On May 21, 2013, in Allred v. Exceptional Landscapes, Inc.,the Court of Appeals first addressed the issue of jurisdiction and found that the Commission had jurisdiction over the claim even though the settlement agreement pertained to Allred’s liability claim. The Court noted that in order to invoke jurisdiction, an employee must either file a claim for compensation or submit a settlement for approval and by filing the Form 18 and Form 33 with the Commission for the August 2006 injury, Allred had invoked the Commission’s jurisdiction and the Commission retained continuing jurisdiction of all proceedings there initiated.
The Court also concluded that the Commission did not err in concluding that the settlement agreement was not "fair and just" as required by N.C. Gen. Stat.
§ 97-17. N.C. Gen. Stat. § 97-17 mandates that medical expenses be addressed in the settlement agreement. The parties’ settlement agreement did not make any provision for payment of Allred’s medical expenses, nor did it provide adequate indemnity compensation given Allred’s physical and vocational limitations at the time of the settlement.
As for the award of attorney’s fees under N.C. Gen. Stat. §97-88, the Court held that the Commission did err because none of the Defendants were ‘insurers’ as used in the statute and as such, no ‘insurer’ appealed the decision to trigger an award of sanctions. The Court also found that the Commission erred in piercing the corporate veil as to Exceptional Landscape’s treasurer since she was not a shareholder of the corporation.

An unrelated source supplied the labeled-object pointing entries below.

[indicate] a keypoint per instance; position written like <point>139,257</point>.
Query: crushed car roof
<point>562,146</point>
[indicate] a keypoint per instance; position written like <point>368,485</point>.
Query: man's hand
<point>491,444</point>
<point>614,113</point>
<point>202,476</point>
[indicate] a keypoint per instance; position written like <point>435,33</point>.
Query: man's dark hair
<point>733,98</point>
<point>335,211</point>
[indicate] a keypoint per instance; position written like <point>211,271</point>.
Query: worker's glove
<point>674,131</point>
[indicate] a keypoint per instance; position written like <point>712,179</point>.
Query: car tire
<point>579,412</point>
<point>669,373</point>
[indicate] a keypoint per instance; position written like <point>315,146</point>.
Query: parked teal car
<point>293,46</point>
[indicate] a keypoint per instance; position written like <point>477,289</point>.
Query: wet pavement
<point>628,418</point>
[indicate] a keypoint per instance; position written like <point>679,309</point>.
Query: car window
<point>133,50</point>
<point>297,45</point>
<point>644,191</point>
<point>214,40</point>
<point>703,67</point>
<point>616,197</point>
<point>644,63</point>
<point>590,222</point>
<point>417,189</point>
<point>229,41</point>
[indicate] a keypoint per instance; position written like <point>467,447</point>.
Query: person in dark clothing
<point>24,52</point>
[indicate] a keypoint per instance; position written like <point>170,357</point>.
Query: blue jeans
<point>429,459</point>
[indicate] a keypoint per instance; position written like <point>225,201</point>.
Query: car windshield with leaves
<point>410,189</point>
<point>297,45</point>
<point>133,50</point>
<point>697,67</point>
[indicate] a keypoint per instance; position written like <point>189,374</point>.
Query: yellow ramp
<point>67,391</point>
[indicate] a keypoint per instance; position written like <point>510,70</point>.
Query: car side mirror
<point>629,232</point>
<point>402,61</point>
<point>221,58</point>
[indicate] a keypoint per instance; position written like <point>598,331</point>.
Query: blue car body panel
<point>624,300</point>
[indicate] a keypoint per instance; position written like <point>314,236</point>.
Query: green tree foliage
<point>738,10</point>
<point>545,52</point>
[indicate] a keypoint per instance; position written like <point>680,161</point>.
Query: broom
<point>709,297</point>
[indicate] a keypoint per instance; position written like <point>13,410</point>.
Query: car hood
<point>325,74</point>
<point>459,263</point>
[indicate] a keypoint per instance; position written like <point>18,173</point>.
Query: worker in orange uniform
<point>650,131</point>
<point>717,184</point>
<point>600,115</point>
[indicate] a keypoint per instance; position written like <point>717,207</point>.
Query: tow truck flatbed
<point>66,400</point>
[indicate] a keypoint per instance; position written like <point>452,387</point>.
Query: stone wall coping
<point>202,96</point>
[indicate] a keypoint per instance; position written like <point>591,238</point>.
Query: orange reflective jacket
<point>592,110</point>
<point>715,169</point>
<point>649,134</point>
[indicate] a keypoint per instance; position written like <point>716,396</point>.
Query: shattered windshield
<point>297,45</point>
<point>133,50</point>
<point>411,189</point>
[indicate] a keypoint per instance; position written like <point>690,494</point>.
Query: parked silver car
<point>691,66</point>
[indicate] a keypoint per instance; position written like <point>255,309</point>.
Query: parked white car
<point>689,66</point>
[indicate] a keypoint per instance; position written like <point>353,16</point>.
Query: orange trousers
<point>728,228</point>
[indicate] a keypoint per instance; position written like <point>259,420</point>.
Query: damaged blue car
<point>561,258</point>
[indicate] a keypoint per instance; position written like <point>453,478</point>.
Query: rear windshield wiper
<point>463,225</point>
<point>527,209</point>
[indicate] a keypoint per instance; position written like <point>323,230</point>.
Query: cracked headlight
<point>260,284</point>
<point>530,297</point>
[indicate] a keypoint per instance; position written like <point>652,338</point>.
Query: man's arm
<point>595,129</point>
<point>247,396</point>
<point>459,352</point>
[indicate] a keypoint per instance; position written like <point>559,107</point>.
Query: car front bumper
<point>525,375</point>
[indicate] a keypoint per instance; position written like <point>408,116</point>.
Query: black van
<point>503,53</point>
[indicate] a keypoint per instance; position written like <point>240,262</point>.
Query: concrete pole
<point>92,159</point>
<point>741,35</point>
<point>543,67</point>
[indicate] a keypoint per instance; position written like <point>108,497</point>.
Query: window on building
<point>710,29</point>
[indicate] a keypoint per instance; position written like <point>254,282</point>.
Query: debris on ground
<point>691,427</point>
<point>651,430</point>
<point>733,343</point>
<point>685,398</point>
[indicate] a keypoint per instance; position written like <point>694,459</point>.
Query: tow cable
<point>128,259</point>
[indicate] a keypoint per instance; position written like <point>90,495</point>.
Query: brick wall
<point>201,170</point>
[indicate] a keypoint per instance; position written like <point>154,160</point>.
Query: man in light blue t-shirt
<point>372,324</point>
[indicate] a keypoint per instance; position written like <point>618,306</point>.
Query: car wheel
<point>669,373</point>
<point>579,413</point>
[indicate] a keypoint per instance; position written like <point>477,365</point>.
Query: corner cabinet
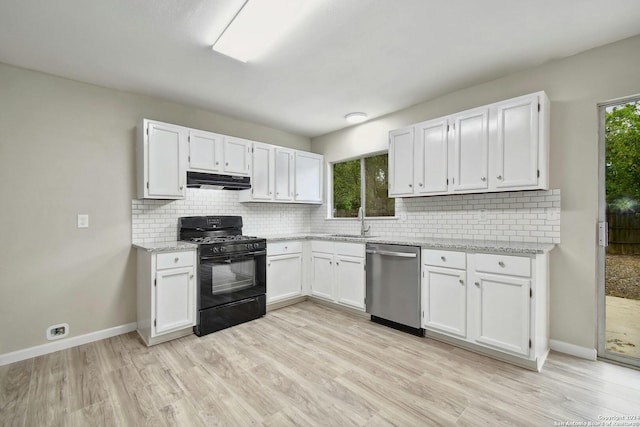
<point>166,288</point>
<point>492,303</point>
<point>497,147</point>
<point>281,175</point>
<point>284,270</point>
<point>161,155</point>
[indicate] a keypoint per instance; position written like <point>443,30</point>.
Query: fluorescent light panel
<point>356,117</point>
<point>257,25</point>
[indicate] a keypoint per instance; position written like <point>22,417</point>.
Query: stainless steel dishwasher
<point>393,286</point>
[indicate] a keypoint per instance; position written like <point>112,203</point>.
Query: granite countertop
<point>466,245</point>
<point>165,246</point>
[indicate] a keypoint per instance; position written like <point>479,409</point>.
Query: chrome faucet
<point>363,229</point>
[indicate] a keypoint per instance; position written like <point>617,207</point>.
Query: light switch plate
<point>83,221</point>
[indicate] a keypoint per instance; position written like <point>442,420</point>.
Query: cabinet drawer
<point>504,264</point>
<point>282,248</point>
<point>445,259</point>
<point>350,249</point>
<point>322,246</point>
<point>175,259</point>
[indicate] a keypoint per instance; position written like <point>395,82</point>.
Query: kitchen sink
<point>354,236</point>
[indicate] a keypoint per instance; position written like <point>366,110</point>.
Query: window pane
<point>346,189</point>
<point>377,202</point>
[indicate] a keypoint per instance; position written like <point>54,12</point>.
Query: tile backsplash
<point>524,216</point>
<point>156,221</point>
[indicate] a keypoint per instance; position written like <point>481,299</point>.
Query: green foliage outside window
<point>622,131</point>
<point>347,187</point>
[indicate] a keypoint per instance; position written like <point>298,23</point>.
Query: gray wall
<point>68,148</point>
<point>575,85</point>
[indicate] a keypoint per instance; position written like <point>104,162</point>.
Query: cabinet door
<point>236,155</point>
<point>350,280</point>
<point>205,151</point>
<point>503,312</point>
<point>517,141</point>
<point>308,177</point>
<point>166,161</point>
<point>444,295</point>
<point>322,275</point>
<point>284,276</point>
<point>471,143</point>
<point>262,173</point>
<point>401,162</point>
<point>431,156</point>
<point>284,174</point>
<point>174,300</point>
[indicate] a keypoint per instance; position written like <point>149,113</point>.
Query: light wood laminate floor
<point>308,365</point>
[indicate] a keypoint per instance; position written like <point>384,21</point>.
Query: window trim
<point>362,189</point>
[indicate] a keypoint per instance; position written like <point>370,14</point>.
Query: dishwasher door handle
<point>396,254</point>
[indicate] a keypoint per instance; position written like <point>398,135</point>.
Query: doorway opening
<point>619,232</point>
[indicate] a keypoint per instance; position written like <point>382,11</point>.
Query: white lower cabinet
<point>338,272</point>
<point>284,270</point>
<point>444,294</point>
<point>488,301</point>
<point>502,316</point>
<point>166,286</point>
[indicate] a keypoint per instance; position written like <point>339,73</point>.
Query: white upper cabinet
<point>431,154</point>
<point>471,147</point>
<point>401,161</point>
<point>205,151</point>
<point>262,175</point>
<point>162,160</point>
<point>497,147</point>
<point>284,174</point>
<point>518,144</point>
<point>237,156</point>
<point>308,177</point>
<point>281,175</point>
<point>165,152</point>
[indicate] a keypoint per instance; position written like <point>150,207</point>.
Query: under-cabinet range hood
<point>217,182</point>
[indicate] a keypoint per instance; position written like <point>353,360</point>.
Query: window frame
<point>362,188</point>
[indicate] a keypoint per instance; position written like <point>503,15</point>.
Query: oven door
<point>231,277</point>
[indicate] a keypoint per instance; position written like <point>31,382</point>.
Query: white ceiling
<point>376,56</point>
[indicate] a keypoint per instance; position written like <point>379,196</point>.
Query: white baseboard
<point>39,350</point>
<point>574,350</point>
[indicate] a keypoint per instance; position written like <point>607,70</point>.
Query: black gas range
<point>232,280</point>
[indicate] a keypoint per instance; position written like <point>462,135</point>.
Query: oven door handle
<point>228,258</point>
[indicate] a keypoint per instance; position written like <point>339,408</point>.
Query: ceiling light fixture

As treasurer, Defendant J. Wright did not exercise control over the business or maintain complete domination of policy, finances, and business practices, nor did she exercise such control over Exceptional Landscapes, Inc., that the corporate entity had no separate existence.
Risk Handling Hint: Employers are strongly advised to ensure that they are maintaining proper and adequate workers’ compensation coverage while conducting business in North Carolina. The Industrial Commission will not tolerate business owners that neglect their responsibilities. The Allred case is also a reminder to employers and risk managers to ensure that all terms of claim resolution are addressed in a mediated settlement agreement, especially payment of medical expenses. The Industrial Commission will scrutinize settlement agreements for the consideration paid to the employee and to ensure that the issue of payment of medical expenses is adequately addressed.